Quand la Région Bruxelloise manque de maturité
En un tour de main, Ans Persoons, Secrétaire d’Etat au Patrimoine du Gouvernement (en affaires courantes) de la Région de Bruxelles-Capitale, est parvenue à se mettre à dos tous les milieux patrimoniaux de Bruxelles. Sa volonté de déplacer la Statue de la Maturité (créée par Victor Rousseau et située à proximité du siège de la banque BNP Paribas Fortis) ne passe vraiment pas. Et pour justifier sa démarche iconoclaste, elle a utilisé des motifs à connotation « wokiste ». Cette erreur de communication n’a fait qu’attiser le débat. « Triste wokisme » s’est écrié Dorian de Meeûs dans La Libre. Nadia Geerts, quant à elle, a évoqué un « grand coup de torchon dans le patrimoine des monuments et sites bruxellois ». En attendant, cette lamentable polémique (qui nous rappelle les pires heures de la « bruxellisation ») a quand même eu le mérite de mettre un grand coup de projecteur sur Victor Rousseau et le Square de la Maturité…

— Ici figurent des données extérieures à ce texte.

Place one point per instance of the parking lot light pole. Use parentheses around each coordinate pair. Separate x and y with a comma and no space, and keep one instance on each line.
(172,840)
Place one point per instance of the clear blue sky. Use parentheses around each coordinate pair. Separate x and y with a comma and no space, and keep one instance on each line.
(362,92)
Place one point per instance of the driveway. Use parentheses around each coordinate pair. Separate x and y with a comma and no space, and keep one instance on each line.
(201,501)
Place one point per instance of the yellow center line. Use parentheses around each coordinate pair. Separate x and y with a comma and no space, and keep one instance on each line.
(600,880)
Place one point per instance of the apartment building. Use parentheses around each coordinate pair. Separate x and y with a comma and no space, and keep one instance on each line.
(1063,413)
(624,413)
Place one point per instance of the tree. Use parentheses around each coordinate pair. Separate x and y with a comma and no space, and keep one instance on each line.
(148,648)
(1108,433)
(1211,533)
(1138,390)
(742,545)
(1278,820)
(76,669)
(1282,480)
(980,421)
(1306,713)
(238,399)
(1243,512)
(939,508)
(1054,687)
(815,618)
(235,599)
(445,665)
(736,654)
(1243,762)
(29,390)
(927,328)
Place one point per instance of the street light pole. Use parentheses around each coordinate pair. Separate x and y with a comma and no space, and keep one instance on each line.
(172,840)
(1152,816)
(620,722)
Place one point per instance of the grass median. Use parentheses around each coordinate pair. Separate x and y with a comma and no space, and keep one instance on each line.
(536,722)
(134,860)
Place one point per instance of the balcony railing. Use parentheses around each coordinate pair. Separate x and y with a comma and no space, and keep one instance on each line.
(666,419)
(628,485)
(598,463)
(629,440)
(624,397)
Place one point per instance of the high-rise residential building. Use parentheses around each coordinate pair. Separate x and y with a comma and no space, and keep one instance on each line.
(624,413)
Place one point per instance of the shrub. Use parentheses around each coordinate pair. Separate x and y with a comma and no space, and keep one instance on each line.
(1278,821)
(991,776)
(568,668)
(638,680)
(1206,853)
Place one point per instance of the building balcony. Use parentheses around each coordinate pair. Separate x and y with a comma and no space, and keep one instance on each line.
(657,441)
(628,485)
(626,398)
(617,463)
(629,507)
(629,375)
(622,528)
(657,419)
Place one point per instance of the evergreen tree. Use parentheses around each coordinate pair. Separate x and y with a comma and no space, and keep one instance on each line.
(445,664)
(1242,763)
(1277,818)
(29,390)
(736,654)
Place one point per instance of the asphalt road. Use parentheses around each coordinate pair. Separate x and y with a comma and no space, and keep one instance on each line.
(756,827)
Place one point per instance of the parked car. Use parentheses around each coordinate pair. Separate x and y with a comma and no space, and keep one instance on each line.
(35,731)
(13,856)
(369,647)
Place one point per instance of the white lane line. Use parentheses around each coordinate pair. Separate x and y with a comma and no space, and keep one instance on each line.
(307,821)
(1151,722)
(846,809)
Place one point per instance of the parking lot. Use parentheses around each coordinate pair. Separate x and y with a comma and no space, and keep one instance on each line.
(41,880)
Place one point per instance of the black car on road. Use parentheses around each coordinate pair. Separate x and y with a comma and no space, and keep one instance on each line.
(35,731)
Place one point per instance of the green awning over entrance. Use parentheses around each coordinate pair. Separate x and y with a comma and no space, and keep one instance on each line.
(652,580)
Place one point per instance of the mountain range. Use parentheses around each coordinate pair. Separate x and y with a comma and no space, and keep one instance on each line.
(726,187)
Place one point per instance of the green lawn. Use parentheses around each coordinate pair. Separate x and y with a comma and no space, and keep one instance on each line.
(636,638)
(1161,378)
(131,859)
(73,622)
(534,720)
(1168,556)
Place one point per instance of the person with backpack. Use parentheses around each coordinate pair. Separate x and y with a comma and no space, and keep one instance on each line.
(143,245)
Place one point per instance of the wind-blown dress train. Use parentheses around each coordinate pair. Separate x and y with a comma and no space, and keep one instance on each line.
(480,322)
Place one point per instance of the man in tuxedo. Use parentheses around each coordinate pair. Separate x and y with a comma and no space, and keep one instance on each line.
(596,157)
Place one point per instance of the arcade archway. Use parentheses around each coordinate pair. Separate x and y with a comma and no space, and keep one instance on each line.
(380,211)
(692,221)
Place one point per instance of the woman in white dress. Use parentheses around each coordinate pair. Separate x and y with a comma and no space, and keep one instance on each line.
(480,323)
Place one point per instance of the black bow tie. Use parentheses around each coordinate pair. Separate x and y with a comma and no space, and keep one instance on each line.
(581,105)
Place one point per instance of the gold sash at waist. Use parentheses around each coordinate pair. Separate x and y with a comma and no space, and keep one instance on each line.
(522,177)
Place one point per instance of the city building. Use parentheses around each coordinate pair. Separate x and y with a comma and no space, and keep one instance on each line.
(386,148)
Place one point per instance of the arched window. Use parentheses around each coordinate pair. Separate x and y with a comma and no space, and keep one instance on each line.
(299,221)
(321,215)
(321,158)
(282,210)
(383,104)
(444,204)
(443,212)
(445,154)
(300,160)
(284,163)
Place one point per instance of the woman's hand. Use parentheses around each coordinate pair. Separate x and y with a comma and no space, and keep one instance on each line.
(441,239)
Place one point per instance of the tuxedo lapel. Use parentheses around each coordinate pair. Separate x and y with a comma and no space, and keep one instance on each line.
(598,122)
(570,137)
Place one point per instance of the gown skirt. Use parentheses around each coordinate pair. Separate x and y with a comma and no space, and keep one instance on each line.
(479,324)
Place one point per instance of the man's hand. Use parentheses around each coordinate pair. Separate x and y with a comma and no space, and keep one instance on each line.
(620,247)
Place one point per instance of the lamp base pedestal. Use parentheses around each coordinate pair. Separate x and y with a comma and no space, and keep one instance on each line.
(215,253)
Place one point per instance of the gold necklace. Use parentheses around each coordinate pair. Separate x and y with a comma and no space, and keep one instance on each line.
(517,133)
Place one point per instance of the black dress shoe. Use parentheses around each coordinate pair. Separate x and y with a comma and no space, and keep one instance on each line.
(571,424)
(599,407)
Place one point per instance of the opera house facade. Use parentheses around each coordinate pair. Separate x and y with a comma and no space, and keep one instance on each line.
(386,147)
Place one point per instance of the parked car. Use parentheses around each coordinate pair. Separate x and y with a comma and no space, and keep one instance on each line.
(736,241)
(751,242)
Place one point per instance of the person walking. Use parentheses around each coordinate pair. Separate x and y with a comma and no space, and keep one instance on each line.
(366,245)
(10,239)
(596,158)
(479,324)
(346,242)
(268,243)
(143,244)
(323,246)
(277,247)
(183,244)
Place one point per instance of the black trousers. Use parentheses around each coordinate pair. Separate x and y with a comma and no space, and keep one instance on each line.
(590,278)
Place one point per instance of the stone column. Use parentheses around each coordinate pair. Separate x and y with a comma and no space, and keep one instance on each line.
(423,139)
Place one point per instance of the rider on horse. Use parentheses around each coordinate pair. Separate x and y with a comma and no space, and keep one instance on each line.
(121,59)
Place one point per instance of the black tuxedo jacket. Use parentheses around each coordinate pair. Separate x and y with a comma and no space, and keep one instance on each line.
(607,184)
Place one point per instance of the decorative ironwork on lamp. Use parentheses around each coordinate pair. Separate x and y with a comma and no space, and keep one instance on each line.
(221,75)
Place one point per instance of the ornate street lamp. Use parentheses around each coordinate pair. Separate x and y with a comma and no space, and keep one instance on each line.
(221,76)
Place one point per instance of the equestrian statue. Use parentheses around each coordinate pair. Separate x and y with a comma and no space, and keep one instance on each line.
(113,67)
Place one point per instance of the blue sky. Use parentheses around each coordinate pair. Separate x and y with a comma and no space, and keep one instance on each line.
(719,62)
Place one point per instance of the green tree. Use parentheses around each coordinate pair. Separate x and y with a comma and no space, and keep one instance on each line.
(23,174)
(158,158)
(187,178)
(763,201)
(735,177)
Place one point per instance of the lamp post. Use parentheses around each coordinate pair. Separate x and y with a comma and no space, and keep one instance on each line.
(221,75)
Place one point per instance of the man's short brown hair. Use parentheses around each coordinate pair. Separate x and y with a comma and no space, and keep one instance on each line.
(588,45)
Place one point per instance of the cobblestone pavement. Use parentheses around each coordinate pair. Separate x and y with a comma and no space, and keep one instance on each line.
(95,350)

Victor Rousseau (né à Feluy le 16 décembre 1865 et mort à Forest le 17 mars 1954) était un sculpteur, peintre, aquarelliste et dessinateur belge de style classique. Il fut, au départ, un tailleur de pierre. C’est ainsi qu’il collabora au chantier du Palais de Justice sous la direction de Joseph Poelaert. Il travailla également avec Victor Horta. Parmi ses bustes les plus célèbres, pointons ceux du Roi Albert Ier, de la Reine Elisabeth, d’Ernest Solvay, d’Eugène Ysaÿe et de Constantin Meunier. Il est aussi à découvrir sur la façade de l’Hôtel Hannon à Saint-Gilles et sur la rotonde des Musées Royaux d’Art et d’Histoire au Cinquantenaire. Membre de l’Académie Royale de Belgique et correspondant de l’Institut de France, il peut être considéré comme un sculpteur remarquable par son style esthétique s’inscrivant dans la tradition gréco-romaine…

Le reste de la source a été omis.